Hi, here are the commands I used after downloading the insults_reddit.jsonl file referenced in the video:
prodigy dataset insults
prodigy db-in insults insults_reddit.jsonl
prodigy textcat.batch-train insults en_vectors_web_lg --output insults-model --eval-split 0.2
Then I loaded the model and tested it, but it failed the simple sanity test:
Python 3.7.3 (default, Mar 27 2019, 16:54:48)
[Clang 4.0.1 (tags/RELEASE_401/final)] :: Anaconda, Inc. on darwin
Type "help", "copyright", "credits" or "license" for more information.
import spacy
nlp = spacy.load('insults-model')
doc = nlp('you are a fucking asshole')
print(doc.cats)
{'INSULT': 0.9630451798439026}
doc = nlp('you are lovely')
print(doc.cats)
{'INSULT': 0.9774250984191895}
print(doc.cats)
{'INSULT': 0.9774250984191895}
doc = nlp('hello')
print(doc.cats)
{'INSULT': 0.0003795093798544258}
doc = nlp('you are a nice person')
print(doc.cats)
{'INSULT': 0.9930683374404907}
doc = nlp('he is such a nice person')
print(doc.cats)
{'INSULT': 0.050295885652303696}
doc = nlp('he is such an asshole')
print(doc.cats)
{'INSULT': 0.01430890429764986}
doc = nlp('you are so kind')
print(doc.cats)
{'INSULT': 0.28676915168762207}
Please advise. It seems like the model has been trained to recognize 'you are' as an insult. Is this the expected behavior at this stage in the model?
I spent a fair deal of time tinkering with a harassment classifier, so I would say that what you see makes sense. The insult dataset only has ~500 examples, and I saw the same problem with my classifier when it had a small number of examples.

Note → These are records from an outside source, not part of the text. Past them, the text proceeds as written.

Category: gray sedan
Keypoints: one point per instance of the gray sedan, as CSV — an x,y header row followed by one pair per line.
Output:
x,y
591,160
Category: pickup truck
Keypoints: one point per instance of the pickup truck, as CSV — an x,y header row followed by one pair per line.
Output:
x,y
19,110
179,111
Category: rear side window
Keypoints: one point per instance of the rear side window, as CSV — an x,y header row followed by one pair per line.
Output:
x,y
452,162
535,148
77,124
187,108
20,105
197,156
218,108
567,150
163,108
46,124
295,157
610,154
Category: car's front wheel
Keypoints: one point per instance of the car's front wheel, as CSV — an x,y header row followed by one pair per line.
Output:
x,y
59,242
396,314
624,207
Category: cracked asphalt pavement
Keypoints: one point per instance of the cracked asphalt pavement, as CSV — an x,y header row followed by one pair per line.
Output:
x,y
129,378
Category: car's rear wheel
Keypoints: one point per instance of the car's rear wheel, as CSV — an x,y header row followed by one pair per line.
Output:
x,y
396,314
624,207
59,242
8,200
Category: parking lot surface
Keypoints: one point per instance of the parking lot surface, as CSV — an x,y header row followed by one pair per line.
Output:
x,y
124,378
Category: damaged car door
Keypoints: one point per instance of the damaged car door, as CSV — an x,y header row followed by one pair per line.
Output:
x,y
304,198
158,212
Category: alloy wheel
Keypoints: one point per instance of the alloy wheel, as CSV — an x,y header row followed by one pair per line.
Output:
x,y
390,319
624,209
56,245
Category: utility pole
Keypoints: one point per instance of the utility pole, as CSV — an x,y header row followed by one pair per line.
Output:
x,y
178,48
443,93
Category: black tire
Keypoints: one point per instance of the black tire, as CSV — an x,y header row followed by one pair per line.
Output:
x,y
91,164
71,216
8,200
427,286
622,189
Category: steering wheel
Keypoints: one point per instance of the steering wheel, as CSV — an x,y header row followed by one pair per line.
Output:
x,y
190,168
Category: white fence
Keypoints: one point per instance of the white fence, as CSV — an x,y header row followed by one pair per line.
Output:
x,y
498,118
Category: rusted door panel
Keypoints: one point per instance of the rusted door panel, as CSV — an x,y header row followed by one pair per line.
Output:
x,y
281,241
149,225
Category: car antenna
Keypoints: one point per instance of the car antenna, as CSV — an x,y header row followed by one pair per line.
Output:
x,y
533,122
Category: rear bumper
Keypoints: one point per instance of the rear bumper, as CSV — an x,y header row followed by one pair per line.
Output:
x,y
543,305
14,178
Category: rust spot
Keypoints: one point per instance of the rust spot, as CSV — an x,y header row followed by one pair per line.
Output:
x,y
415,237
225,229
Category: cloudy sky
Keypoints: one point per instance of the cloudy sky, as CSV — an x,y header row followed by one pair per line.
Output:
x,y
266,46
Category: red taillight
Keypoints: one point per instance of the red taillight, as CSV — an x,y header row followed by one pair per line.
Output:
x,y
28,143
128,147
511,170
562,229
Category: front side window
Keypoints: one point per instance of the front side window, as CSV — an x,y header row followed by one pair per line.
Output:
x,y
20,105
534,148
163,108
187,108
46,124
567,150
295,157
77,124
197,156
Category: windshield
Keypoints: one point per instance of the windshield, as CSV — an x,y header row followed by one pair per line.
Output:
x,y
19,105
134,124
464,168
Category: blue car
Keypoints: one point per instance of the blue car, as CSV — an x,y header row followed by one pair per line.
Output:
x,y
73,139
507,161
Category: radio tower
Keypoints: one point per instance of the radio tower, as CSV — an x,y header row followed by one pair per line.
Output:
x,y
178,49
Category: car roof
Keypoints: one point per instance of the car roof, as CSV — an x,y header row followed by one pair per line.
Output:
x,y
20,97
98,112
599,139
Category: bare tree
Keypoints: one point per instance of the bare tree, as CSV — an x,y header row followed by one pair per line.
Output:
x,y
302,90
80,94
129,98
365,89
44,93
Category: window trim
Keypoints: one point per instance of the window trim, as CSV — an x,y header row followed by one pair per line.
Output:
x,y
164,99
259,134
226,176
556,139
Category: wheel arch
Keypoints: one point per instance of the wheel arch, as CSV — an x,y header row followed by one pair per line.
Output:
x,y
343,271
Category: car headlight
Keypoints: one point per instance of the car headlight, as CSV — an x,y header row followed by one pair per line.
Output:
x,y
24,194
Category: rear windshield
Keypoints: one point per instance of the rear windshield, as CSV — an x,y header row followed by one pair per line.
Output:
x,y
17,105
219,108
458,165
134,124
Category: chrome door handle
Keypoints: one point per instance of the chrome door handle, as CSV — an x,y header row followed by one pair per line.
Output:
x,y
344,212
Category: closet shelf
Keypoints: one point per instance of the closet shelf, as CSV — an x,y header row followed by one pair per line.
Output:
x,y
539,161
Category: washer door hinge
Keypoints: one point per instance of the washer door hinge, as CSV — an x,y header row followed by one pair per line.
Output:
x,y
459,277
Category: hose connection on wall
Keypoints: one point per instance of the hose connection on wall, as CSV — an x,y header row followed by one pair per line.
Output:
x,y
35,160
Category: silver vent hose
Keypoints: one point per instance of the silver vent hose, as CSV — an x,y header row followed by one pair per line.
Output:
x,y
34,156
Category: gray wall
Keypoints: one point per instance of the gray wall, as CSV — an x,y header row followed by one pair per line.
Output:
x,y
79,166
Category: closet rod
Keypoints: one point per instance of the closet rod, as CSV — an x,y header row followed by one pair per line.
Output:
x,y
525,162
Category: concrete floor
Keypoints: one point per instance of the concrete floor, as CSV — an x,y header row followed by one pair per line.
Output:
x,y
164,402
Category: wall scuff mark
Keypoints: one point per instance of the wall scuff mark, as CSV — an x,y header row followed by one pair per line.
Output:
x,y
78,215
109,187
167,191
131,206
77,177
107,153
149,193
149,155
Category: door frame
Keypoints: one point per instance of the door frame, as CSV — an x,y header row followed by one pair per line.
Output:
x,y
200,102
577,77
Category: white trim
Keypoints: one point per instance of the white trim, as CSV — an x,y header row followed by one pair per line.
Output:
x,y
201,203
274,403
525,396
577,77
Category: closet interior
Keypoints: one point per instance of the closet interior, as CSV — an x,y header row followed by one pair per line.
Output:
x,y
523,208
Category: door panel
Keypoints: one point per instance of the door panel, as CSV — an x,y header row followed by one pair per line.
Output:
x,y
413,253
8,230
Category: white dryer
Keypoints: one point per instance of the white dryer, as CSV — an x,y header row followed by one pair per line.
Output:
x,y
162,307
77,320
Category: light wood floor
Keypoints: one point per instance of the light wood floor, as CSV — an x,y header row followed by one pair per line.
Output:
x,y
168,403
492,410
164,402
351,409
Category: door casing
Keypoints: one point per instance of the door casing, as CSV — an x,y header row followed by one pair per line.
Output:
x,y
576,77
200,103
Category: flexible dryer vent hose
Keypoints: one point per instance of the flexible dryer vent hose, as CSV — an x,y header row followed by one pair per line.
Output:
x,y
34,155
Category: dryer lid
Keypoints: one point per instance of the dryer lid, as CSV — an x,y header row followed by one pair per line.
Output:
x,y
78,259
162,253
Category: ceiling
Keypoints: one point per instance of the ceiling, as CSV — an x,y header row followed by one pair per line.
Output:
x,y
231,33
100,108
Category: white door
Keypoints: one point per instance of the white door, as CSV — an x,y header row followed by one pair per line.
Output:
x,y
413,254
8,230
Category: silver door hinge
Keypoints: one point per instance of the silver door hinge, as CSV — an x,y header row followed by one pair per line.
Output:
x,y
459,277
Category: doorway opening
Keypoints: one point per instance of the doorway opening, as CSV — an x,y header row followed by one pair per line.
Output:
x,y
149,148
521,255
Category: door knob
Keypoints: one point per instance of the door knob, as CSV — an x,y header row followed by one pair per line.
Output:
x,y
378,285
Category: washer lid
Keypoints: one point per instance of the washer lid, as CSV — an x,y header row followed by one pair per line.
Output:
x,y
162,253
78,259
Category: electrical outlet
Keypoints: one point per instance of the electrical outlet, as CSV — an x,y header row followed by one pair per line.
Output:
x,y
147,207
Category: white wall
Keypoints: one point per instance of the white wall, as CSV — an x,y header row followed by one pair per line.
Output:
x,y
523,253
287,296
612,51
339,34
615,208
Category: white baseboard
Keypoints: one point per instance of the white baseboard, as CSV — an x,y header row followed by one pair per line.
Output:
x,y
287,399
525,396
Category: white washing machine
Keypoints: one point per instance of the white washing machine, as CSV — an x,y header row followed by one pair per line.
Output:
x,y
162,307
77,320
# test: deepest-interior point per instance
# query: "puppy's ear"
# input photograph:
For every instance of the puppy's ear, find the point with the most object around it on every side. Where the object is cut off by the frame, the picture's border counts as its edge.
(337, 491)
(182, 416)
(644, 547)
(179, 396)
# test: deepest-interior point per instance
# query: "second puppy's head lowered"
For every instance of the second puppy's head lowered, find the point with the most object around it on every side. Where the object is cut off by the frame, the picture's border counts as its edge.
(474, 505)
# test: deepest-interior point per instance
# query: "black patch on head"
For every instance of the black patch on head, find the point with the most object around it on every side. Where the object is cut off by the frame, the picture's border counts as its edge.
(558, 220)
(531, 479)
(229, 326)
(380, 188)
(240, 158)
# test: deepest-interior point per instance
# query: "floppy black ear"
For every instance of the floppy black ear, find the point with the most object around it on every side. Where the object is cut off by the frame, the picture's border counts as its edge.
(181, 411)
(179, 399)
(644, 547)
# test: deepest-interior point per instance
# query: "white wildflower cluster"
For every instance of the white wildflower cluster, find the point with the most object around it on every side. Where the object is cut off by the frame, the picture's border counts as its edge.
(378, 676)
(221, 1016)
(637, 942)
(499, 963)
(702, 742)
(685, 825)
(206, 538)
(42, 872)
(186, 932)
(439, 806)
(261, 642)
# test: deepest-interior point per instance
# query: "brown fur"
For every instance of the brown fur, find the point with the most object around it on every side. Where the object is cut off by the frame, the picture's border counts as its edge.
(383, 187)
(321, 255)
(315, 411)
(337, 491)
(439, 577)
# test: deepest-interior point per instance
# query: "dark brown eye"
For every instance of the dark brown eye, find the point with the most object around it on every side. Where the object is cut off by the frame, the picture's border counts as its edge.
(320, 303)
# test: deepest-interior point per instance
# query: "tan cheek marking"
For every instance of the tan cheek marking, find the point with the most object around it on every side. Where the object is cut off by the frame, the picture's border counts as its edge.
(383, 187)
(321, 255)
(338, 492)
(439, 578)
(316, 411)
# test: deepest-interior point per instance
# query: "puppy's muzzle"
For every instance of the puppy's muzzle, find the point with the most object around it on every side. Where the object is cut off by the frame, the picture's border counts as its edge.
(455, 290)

What I ended up doing was taking a few template strings and generating synthetic examples that are labeled correctly to help the model distinguish the import part from the irrelevant bits. So, I had a couple hundred examples like:
{"text":"You shit head","label":"HARASSMENT","answer":"accept"}
{"text":"You stupid ass","label":"HARASSMENT","answer":"accept"}
{"text":"You wonderful human being","label":"HARASSMENT","answer":"reject"}
{"text":"You're such a nice guy","label":"HARASSMENT","answer":"reject"}
{"text":"You're such a complete jerk","label":"HARASSMENT","answer":"accept"}
{"text":"You're such a total asshole","label":"HARASSMENT","answer":"accept"}
This mostly resolved the issue with the difference between “You are [something nice]” and “You are [something mean]” but insulting/harassing language has lots of other tricky bits that are hard for a model to learn (e.g. culturally acceptable uses of the word bitch)
I gathered ~4000 examples for my demo model (https://stopharassing.me/) and you can see that it makes fewer of these dumb mistakes, but it can still get tripped up pretty easily.
I don’t think you’ve done anything wrong, but insults are hard to capture in a comprehensive way with only 500 examples.